In this context, current labor market dynamics support the prospect of wage growth continuing to slow across the U.S. economy. While still low, U.S. unemployment has ticked up over the past several months, and the pool of workers not counted as unemployed but also not working as much as they would like to also has grown. (See Figure 4.)
Figure 4
This larger group of available or underutilized workers may point toward employers not feeling the need to offer wage increases as large as they had in recent years to attract employees to their job openings. This is reflected directly in the decline in Indeed’s posted wage growth measure. The declining quit rate also could be a reflection of workers’ reduced ability to secure higher wages by changing jobs, and the Atlanta Fed’s wage tracker shows that the typical wage gain experienced by job changers has declined substantially over approximately the past year.(See Figure 5.)
Figure 5
Increased labor productivity may also be limiting some inflationary pressure from current levels of wage growth. That’s because the faster productivity grows, the faster wages can grow without adding to inflation.
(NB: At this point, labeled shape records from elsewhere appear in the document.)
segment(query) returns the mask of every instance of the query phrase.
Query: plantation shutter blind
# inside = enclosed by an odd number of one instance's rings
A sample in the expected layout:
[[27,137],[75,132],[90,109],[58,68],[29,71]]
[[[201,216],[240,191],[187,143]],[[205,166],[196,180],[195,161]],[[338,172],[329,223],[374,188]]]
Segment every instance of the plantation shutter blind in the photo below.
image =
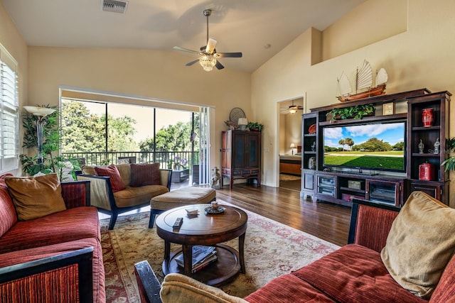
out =
[[0,172],[18,168],[17,62],[0,45]]

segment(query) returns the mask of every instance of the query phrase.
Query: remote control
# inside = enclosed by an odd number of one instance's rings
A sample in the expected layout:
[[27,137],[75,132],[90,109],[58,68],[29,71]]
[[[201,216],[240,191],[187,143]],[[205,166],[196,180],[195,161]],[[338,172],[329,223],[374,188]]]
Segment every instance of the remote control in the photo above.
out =
[[174,229],[178,229],[180,228],[180,226],[182,226],[182,223],[183,223],[183,218],[177,218],[173,225],[172,226],[172,228]]

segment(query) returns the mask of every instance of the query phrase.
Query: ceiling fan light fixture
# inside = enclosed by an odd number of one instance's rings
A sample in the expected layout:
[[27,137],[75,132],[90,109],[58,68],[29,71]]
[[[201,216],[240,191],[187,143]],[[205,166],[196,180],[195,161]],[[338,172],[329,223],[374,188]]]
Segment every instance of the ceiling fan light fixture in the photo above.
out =
[[297,109],[298,109],[298,106],[291,106],[289,107],[289,113],[291,114],[295,114],[297,112]]
[[216,59],[211,54],[204,54],[199,58],[199,64],[203,67],[205,72],[210,72],[216,65]]

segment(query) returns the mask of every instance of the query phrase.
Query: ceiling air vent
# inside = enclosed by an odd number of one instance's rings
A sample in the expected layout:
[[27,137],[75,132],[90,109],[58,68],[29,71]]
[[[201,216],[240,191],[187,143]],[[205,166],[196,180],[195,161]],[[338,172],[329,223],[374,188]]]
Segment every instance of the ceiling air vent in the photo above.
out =
[[102,10],[114,13],[125,13],[128,1],[117,0],[102,0]]

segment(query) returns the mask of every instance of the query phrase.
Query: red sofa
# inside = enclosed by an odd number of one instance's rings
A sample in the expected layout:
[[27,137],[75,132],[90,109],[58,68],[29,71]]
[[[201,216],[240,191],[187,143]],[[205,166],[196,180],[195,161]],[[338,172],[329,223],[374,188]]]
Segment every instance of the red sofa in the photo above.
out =
[[0,302],[105,302],[97,209],[90,182],[61,184],[66,210],[18,219],[0,178]]
[[[424,302],[389,274],[380,252],[398,209],[357,201],[353,204],[349,244],[293,272],[277,277],[242,299],[188,277],[171,274],[160,285],[147,261],[135,273],[143,302]],[[161,297],[160,297],[161,291]],[[451,258],[429,299],[455,302],[455,258]]]

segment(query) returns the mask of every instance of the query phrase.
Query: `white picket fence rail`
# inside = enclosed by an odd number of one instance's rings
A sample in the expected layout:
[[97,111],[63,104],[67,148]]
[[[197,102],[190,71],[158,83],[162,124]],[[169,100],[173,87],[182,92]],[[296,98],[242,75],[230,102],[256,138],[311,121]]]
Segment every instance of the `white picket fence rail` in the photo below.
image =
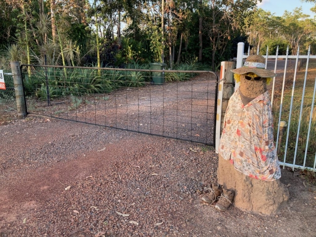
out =
[[[259,54],[259,46],[257,47],[257,54]],[[243,59],[246,58],[248,56],[250,55],[250,48],[248,48],[248,53],[247,54],[245,54],[243,53],[244,49],[244,44],[243,42],[239,42],[238,44],[238,50],[237,50],[237,68],[239,68],[242,66]],[[292,88],[292,94],[291,96],[291,103],[290,105],[290,111],[288,116],[288,120],[287,121],[288,125],[287,127],[287,131],[286,131],[286,140],[285,143],[285,147],[284,148],[284,155],[283,159],[283,162],[280,162],[280,165],[283,166],[283,168],[284,168],[285,166],[291,167],[293,170],[294,168],[299,168],[299,169],[307,169],[311,170],[314,170],[314,172],[316,172],[316,154],[315,154],[315,158],[314,160],[314,166],[313,167],[307,167],[306,166],[306,159],[307,159],[307,155],[308,149],[309,147],[309,141],[310,139],[310,135],[311,133],[311,131],[312,129],[315,129],[315,128],[312,127],[312,121],[313,115],[314,113],[314,105],[315,104],[315,95],[316,94],[316,78],[315,79],[315,83],[314,89],[314,93],[313,96],[311,108],[311,112],[310,116],[309,118],[309,123],[308,126],[308,129],[307,132],[307,143],[305,148],[305,155],[304,155],[304,163],[303,165],[296,164],[296,156],[298,149],[298,145],[299,138],[299,134],[300,134],[300,129],[301,128],[301,122],[302,120],[302,117],[303,111],[303,105],[304,102],[304,96],[305,95],[305,89],[306,87],[306,80],[307,79],[307,75],[308,72],[308,67],[309,67],[309,63],[310,59],[316,59],[316,56],[315,55],[310,55],[310,47],[309,48],[308,52],[307,53],[307,55],[300,55],[299,54],[299,46],[297,50],[297,52],[296,55],[289,55],[289,48],[288,46],[287,47],[287,49],[286,51],[286,54],[285,55],[278,55],[278,46],[277,46],[277,48],[276,49],[276,55],[269,55],[269,49],[267,48],[267,52],[266,55],[263,55],[264,57],[266,58],[266,68],[267,68],[267,62],[268,59],[275,59],[275,73],[276,72],[277,70],[277,65],[278,62],[278,59],[285,59],[285,66],[284,66],[284,70],[283,77],[283,82],[282,85],[282,92],[281,95],[281,99],[280,99],[280,107],[279,107],[279,118],[278,118],[278,122],[277,126],[277,133],[276,138],[279,137],[279,135],[280,134],[280,124],[281,122],[281,116],[282,114],[282,110],[283,109],[283,97],[284,97],[284,85],[285,84],[285,78],[286,75],[286,69],[287,67],[287,62],[288,60],[289,59],[295,59],[295,67],[294,70],[294,74],[293,79],[293,86]],[[293,162],[292,163],[287,162],[286,159],[286,156],[287,156],[287,152],[288,149],[288,140],[289,140],[289,135],[290,132],[290,125],[291,124],[291,116],[292,113],[292,109],[293,105],[293,99],[294,99],[294,89],[295,88],[295,82],[296,80],[296,76],[297,73],[298,71],[298,64],[300,60],[301,60],[302,59],[306,59],[306,68],[305,70],[305,75],[304,78],[304,85],[303,88],[303,92],[302,94],[302,99],[301,102],[301,107],[300,110],[300,115],[298,121],[298,125],[297,126],[297,133],[296,137],[296,142],[295,144],[295,150],[294,155],[294,159]],[[272,85],[272,97],[271,97],[271,103],[274,103],[274,97],[275,94],[275,81],[276,81],[276,78],[274,78],[273,79],[273,82]],[[235,86],[235,90],[237,89],[239,85],[237,83],[236,83]],[[219,121],[220,122],[220,120]],[[217,138],[217,139],[219,139],[219,137]],[[277,150],[277,146],[278,146],[278,139],[276,139],[276,148]],[[216,150],[218,150],[218,147],[216,148]],[[279,158],[279,159],[280,159]]]

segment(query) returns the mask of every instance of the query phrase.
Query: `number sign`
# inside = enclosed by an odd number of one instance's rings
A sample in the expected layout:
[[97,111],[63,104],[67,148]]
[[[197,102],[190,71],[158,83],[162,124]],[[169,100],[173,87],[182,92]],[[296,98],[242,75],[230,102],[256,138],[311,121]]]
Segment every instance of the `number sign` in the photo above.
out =
[[0,70],[0,89],[5,89],[5,84],[4,84],[4,75],[3,70]]

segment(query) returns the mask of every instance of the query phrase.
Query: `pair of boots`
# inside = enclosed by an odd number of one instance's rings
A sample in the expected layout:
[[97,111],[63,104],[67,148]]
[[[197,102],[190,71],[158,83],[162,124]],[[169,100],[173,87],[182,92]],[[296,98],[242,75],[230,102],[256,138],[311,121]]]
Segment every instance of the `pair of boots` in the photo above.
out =
[[202,200],[211,204],[218,201],[215,207],[220,211],[226,211],[232,204],[235,195],[233,190],[223,189],[223,185],[212,184],[206,191],[207,192],[202,197]]

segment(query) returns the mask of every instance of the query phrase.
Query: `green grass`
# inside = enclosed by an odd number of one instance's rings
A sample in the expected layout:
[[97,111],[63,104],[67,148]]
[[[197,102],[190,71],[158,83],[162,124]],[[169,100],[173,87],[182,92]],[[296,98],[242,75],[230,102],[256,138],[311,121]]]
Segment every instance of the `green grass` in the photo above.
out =
[[[316,61],[311,60],[309,66],[309,71],[304,99],[302,116],[298,142],[295,163],[303,165],[307,141],[309,124],[312,108],[312,102],[314,92],[315,77],[316,76]],[[286,162],[293,163],[296,144],[296,138],[299,120],[299,116],[302,101],[302,95],[305,77],[305,68],[297,74],[295,88],[293,96],[293,104],[289,127],[289,140],[286,152]],[[288,124],[292,93],[292,83],[287,85],[284,90],[281,120],[286,121]],[[275,138],[276,138],[277,123],[279,118],[280,97],[278,97],[274,102],[273,108],[274,114]],[[310,134],[306,166],[314,166],[315,154],[316,153],[316,105],[314,104],[314,115],[312,119],[311,129]],[[283,135],[281,145],[281,152],[279,159],[283,161],[285,152],[286,134]]]

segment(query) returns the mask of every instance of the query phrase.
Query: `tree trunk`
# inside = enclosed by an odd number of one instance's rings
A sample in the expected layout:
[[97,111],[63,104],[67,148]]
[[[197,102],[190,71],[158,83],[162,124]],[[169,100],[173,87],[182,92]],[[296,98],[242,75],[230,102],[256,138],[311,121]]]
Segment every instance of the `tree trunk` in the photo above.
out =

Productivity growth has now rebounded, as shown in Figure 1, after substantially lagging behind wage growth for much of 2021 and 2022. The gap between wage growth and productivity growth is at roughly the levels seen in the years preceding the pandemic, when inflation was low and stable. Yet productivity growth can be volatile, and it remains to be seen whether its relationship with wage growth will fully normalize going forward.
A wide range of workers benefit from the current full employment labor market. Yet with inflation still running above the Fed’s target despite ticking down in April, there could be some tension between the benefits of the faster wage growth it creates for workers and inflationary pressures that wage growth may produce. That said, a broad range of indicators show that wage growth is declining, and rebounding productivity growth further reduces potential contributions to inflation from wage growth.
This suggests that further weakening in the U.S. labor market is not necessary to control inflation. Current labor market fundamentals are in line with those seen in 2019, a period with low and stable inflation. Sustaining this labor market should be a primary goal of policymakers. As the Federal Reserve considers when and how to adjust interest rates, it should take care to avoid unnecessarily weakening it. High interest rates are already hurting poorer workers and families. A policy-induced recession would make that pain much more widespread.